The text warns that the OAS may take “further measures” with respect to Nicaragua during the organization’s next annual meeting, to be held in virtual form from November 10 to 13, which is organized by Guatemala.

The United States was the most emphatic in this regard.

Bradley Frieden, Washington’s interim representative to the Organization of American States, urged countries to take new measures within the framework of the Democratic Charter of American States if “the Nicaraguan regime complies with its plan to reassert a one-party government.”

He warned that “not doing so in the face of such blatant disregard for its provisions can only encourage other authoritarian governments to follow suit.”

Almagro already in June requested the activation of the mechanisms for applying Article 21 of the Inter-American Charter to Nicaragua.

This clause states that a country can be suspended from the Organization of American States if two-thirds of the member states decide that there has been a “collapse of the democratic system” and “diplomatic efforts fail” to reverse the situation.
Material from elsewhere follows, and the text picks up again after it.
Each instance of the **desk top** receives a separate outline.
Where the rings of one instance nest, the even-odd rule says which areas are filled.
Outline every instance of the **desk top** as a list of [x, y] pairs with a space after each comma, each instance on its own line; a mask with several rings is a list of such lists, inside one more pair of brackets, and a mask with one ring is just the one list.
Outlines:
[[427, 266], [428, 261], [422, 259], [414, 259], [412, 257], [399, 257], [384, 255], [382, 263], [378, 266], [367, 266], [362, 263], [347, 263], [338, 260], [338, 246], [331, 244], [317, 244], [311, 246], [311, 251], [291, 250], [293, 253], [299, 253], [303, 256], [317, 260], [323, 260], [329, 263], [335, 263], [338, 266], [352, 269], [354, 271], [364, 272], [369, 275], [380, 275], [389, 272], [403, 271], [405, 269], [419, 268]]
The suspension must be voted on in the General Assembly, the highest organ in the Organization of American States, and will take effect immediately.

After Wednesday’s vote, Mexico’s ambassador to the Organization of American States, Luz Elena Baños, noted her “concern” about what she saw as the worsening international isolation of a member state.

“It is clear that the isolation of states within the multilateral fora is a symptom of the failure of organizations,” he said, asking about Almagro without naming it and calling for a “constructive dialogue” towards “sustainable solutions.”

The Argentine ambassador to the Organization of American States, Carlos Raimondi, considered the new decision “inappropriate and untimely”.

The leftist governments of Argentina and Mexico have undoubtedly distanced themselves from Managua. Both called for consultations in June with their ambassadors in Nicaragua due to the “disturbing political and legal measures that have been implemented” against opponents.